For a dataset I want to use xgboost for the optimal ensembling of $n$ forecasts instead of just using their arithmetic mean for combination. I found that xgboost generates forecasts that are worse than many of the $n$ individual forecasts the moedl could choose for combination.
I do not know why this can be the case. For the illustration of my observation I created the toy dataset below. The artificial target variable is generated by $$y = \frac{x_1+x_2}{2} \, \,\mbox{with } x_1, x_2 \sim N(0,1) $$ Given the deterministic relationship between $y$ and the two explanatory variables $x_1$ and $x_2$, xgboost could make perfect forecasts, but it does not. The linear model easily does. Since this is the most simple multivariate linear regression model I can think of and xgboost fails I wondering about the implications.
- Why is this the case? What are the limitations of tree models for regression?
- Why is then xgboost used for stacking and ensembling of forecasts if it cannot reproduce the MSE minimizing arithmetic mean as optimal combination mechanism?
Note that the parameters of xgboost do not affect that.

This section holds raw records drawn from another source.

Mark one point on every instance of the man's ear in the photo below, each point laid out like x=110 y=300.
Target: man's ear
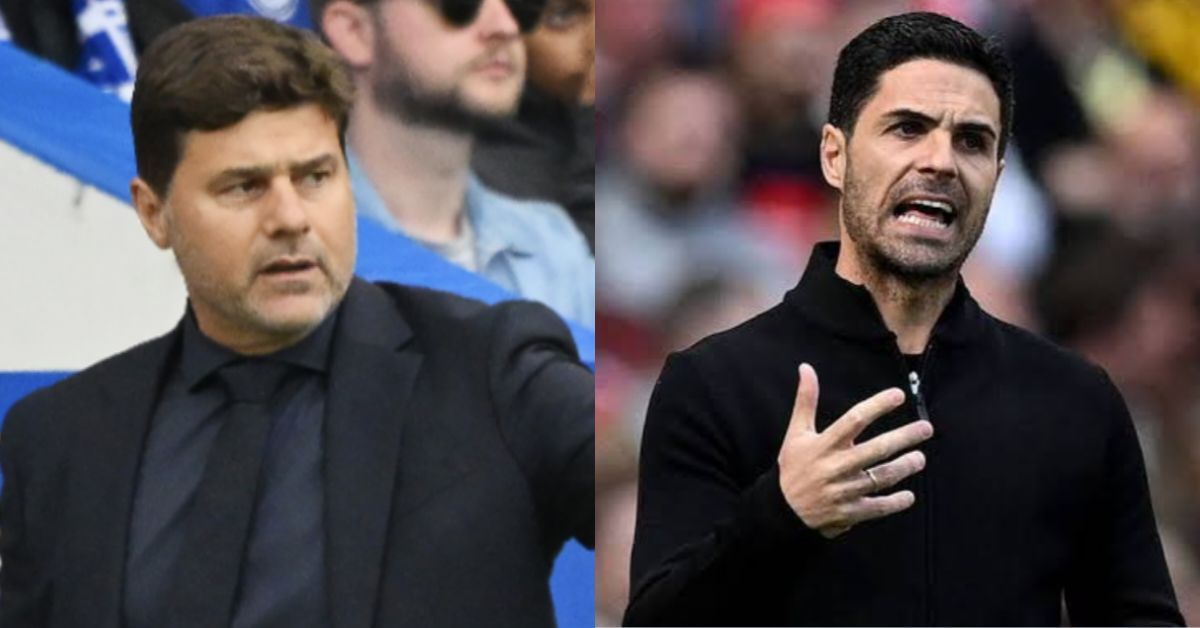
x=151 y=211
x=349 y=29
x=833 y=155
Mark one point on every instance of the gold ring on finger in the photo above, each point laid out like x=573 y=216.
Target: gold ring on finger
x=875 y=483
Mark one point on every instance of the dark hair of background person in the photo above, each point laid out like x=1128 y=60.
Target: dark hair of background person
x=897 y=40
x=210 y=73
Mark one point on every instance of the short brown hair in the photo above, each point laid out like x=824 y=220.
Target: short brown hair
x=210 y=73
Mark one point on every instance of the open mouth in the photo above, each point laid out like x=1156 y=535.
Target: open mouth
x=925 y=213
x=288 y=265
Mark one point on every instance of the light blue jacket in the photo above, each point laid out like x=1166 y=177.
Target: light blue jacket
x=528 y=247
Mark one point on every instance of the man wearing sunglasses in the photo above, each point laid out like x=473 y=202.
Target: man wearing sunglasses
x=430 y=75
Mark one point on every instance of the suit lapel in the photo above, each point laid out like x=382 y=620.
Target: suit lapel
x=370 y=387
x=101 y=484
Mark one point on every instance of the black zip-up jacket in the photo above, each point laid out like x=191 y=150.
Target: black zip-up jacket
x=1033 y=491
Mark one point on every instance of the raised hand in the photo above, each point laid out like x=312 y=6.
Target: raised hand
x=829 y=480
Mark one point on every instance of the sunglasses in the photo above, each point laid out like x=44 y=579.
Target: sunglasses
x=462 y=12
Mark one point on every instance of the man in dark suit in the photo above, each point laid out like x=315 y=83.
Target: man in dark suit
x=304 y=448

I tried many parameter settings and the results are never perfect.
Data Generation
library(tidyverse)
library(xgboost)
n <- 1000
param0 <- list("objective" = "reg:linear", "eval_metric" = "rmse")
set.seed(1)
df <- tibble(x1 = rnorm(n), x2 = rnorm(n), y = (x1+x2)/2)
xgboost
xgtrain <- xgb.DMatrix(as.matrix(df[1:900,c("x1","x2")]), label = df$y[1:900], missing = NA)
xgtest <- xgb.DMatrix(as.matrix(df[901:1000,c("x1","x2")]), missing = NA)
#Crossvalidation just to illustrate that the algorithm
#learns something that is not correct since the test data
#cannot be forecasted with 0 error.
#xgb.cv(nrounds = 100,nfold = 10, params = param0, data = xgtrain)
#nrounds and other parameters do not not get you to the prefect forecast
model <- xgb.train(nrounds = 100, params = param0, data = xgtrain)
preds_xgb <- predict(model, xgtest)
#no perfect forecasts
sqrt(mean((preds_xgb-df$y[901:1000])^2))
0.04654448
Linear regression
model <- lm(y ~ x1+x2, data = df[1:900,])
#0.5 and 0.5 for x1 and x2 as expected
model$coefficients
preds_lm <- predict(model, df[901:1000,c("x1","x2")])
#perfect forecasts
sqrt(mean((preds_lm-df$y[901:1000])^2))
1.389314e-15